Savory ground beef, black beans, corn tortillas and melty cheeses layered in a one-pan Tex‑Mex skillet bake.

# What You Need:

→ Meats

01 - 1 pound ground beef

→ Vegetables

02 - 1 small yellow onion, diced
03 - 2 cloves garlic, minced
04 - 1 red bell pepper, diced
05 - 1 can black beans (15 ounces), drained and rinsed

→ Spices & Herbs

06 - 1 teaspoon ground cumin
07 - 1 teaspoon chili powder
08 - 1/2 teaspoon smoked paprika
09 - 1/2 teaspoon salt
10 - 1/4 teaspoon black pepper

→ Sauces & Pantry

11 - 1 can enchilada sauce (15 ounces, red or green)
12 - 1/2 cup tomato sauce
13 - 8 small corn tortillas, cut into quarters
14 - 1 cup shredded cheddar cheese
15 - 1 cup shredded Monterey Jack cheese

→ Toppings (optional)

16 - Sliced green onions
17 - Chopped fresh cilantro
18 - Sour cream
19 - Diced avocado

# How To Make It:

01 - Heat a large oven-proof skillet over medium-high.
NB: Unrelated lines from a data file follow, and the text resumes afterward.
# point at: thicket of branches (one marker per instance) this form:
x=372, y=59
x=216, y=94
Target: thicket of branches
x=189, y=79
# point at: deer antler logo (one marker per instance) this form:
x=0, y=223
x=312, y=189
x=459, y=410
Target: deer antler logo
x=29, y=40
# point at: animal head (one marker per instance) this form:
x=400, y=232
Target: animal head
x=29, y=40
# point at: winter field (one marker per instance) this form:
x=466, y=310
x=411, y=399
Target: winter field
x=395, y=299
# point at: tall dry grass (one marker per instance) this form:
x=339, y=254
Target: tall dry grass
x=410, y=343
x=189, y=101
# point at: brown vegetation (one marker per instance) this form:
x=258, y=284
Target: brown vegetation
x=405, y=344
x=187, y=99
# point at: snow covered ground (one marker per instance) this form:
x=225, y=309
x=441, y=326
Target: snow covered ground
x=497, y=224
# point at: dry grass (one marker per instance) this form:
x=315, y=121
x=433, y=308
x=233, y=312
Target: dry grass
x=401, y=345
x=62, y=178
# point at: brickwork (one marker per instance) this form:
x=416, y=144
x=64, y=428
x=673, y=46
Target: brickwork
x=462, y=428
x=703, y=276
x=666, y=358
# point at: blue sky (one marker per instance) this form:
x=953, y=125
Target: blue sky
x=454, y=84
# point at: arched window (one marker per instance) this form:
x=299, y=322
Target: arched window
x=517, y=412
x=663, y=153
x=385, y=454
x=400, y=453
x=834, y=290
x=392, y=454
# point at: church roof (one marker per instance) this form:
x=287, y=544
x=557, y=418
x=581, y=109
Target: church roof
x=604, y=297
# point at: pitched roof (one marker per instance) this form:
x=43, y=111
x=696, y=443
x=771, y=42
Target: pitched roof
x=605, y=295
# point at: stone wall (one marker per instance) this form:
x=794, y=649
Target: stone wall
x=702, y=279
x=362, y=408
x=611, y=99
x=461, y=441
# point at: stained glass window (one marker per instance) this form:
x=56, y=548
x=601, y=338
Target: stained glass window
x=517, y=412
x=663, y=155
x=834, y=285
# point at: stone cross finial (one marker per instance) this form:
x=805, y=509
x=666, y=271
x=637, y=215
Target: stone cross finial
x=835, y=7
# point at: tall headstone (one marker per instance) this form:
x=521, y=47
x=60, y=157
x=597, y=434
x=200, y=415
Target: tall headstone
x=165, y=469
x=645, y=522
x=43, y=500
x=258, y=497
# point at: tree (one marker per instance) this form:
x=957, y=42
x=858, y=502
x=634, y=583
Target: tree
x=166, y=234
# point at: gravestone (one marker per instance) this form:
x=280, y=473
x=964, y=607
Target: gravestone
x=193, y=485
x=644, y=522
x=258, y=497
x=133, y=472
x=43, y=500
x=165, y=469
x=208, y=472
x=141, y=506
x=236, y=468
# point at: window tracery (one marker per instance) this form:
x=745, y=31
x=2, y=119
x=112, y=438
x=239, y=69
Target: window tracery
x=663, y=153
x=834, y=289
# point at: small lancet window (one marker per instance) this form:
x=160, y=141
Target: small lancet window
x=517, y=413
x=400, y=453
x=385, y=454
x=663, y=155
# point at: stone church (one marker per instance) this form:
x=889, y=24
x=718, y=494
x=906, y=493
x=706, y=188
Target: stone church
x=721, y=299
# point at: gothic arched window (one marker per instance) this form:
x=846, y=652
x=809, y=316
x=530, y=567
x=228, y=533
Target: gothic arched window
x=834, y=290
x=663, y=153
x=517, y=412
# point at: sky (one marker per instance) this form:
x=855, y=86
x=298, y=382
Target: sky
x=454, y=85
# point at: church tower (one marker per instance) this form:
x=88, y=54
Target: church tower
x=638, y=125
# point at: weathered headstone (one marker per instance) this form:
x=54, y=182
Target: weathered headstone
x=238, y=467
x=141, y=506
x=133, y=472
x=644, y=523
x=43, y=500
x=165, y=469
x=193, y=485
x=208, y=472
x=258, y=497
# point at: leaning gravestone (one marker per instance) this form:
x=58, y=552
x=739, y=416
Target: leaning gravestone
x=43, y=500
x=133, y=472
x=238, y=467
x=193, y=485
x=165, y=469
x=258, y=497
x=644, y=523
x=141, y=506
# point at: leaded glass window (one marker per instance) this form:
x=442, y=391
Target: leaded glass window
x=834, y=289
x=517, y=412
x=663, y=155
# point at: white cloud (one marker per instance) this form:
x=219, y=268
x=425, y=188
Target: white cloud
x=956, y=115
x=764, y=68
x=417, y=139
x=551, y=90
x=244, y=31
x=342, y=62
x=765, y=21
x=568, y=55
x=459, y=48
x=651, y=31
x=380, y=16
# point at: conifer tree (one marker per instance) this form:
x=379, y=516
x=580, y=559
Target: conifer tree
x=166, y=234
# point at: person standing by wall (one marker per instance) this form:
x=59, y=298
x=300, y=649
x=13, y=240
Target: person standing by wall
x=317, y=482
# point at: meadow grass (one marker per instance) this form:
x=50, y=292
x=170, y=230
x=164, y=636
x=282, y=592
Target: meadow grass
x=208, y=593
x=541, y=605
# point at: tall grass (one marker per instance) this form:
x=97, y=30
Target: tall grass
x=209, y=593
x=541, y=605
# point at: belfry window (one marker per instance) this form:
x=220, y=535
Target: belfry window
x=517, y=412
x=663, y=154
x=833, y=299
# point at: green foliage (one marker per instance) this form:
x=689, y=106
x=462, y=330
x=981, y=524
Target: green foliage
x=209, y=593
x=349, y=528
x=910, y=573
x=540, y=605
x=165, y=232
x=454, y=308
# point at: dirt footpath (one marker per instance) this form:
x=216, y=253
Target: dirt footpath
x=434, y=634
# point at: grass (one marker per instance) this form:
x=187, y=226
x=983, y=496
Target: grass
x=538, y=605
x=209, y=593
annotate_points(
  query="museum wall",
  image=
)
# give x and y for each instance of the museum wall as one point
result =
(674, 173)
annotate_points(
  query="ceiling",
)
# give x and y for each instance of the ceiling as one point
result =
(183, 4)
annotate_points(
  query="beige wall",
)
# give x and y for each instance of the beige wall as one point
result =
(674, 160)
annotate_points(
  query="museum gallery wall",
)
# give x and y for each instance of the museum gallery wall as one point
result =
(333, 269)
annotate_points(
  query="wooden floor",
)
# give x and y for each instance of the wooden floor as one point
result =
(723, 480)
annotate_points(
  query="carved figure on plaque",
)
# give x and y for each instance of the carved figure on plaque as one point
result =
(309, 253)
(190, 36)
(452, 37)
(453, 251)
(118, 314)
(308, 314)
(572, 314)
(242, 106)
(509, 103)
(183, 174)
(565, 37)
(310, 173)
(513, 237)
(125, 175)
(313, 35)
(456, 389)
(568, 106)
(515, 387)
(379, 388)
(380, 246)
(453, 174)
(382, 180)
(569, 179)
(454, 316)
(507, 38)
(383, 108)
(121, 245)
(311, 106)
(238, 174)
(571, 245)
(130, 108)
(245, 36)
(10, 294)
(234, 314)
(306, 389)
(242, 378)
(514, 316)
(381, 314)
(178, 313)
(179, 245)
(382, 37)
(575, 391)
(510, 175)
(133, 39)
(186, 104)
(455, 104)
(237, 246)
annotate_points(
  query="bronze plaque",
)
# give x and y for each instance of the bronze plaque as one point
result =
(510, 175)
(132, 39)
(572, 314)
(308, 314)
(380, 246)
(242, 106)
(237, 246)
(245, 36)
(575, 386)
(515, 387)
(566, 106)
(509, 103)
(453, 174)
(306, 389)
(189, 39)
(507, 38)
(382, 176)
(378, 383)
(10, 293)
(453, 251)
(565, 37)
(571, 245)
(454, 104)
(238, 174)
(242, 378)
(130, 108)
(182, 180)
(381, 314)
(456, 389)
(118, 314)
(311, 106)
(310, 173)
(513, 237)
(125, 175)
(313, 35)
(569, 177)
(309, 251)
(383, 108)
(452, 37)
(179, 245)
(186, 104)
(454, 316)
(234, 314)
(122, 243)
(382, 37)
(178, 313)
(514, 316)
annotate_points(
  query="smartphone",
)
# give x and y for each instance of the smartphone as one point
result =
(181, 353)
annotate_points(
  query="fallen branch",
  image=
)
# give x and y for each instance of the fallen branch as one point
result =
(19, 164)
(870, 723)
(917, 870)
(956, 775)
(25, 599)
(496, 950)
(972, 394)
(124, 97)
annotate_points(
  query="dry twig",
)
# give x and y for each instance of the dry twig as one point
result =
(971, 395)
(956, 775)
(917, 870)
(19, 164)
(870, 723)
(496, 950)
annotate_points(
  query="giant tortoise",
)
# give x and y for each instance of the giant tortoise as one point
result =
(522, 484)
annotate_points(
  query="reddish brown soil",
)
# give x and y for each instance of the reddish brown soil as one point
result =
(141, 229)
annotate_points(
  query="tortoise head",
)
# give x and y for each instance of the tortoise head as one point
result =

Cook ground beef, breaking into crumbles, until thoroughly browned. Drain any excess fat.
02 - Add diced onion, minced garlic, and red bell pepper to the skillet with beef. Sauté until vegetables are soft, approximately 3 to 4 minutes.
03 - Stir in drained black beans, ground cumin, chili powder, smoked paprika, salt, and black pepper. Mix to evenly distribute the spices.
04 - Pour in enchilada sauce and tomato sauce, stirring to blend into the mixture.
05 - Arrange half of the cut corn tortillas over the beef mixture. Sprinkle with half of the cheddar and Monterey Jack cheeses. Repeat layers with remaining tortillas and cheeses.
06 - Reduce heat to low. Cover skillet and simmer for 5 to 7 minutes until thoroughly heated and cheese is melted.
07 - If desired, transfer skillet uncovered under the broiler for 2 to 3 minutes to achieve a bubbly, golden top.
08 - Top with green onions, cilantro, sour cream, or avocado as preferred. Serve hot.

# Expert Advice:

01 -
  • It’s the weeknight hero—everything builds in a single pan and dinner's on the table before the hunger gets dangerous.
  • Each bite combines melty cheese, rich sauce, and a crisp-tender tortilla edge, which might explain why seconds always disappear before you do the math.
02 -
  • If you rush layering, you’ll get dry corners and soggy spots—build it with care and an extra minute.
  • Broiling at the end seemed optional until I tried it—now I swear by that three-minute cheese blizzard.
03 -
  • Brown the beef really well for a richer, deeper flavor base.
  • Always shred cheese yourself for the best melt (and skip those weird anti-caking agents in pre-shredded blends).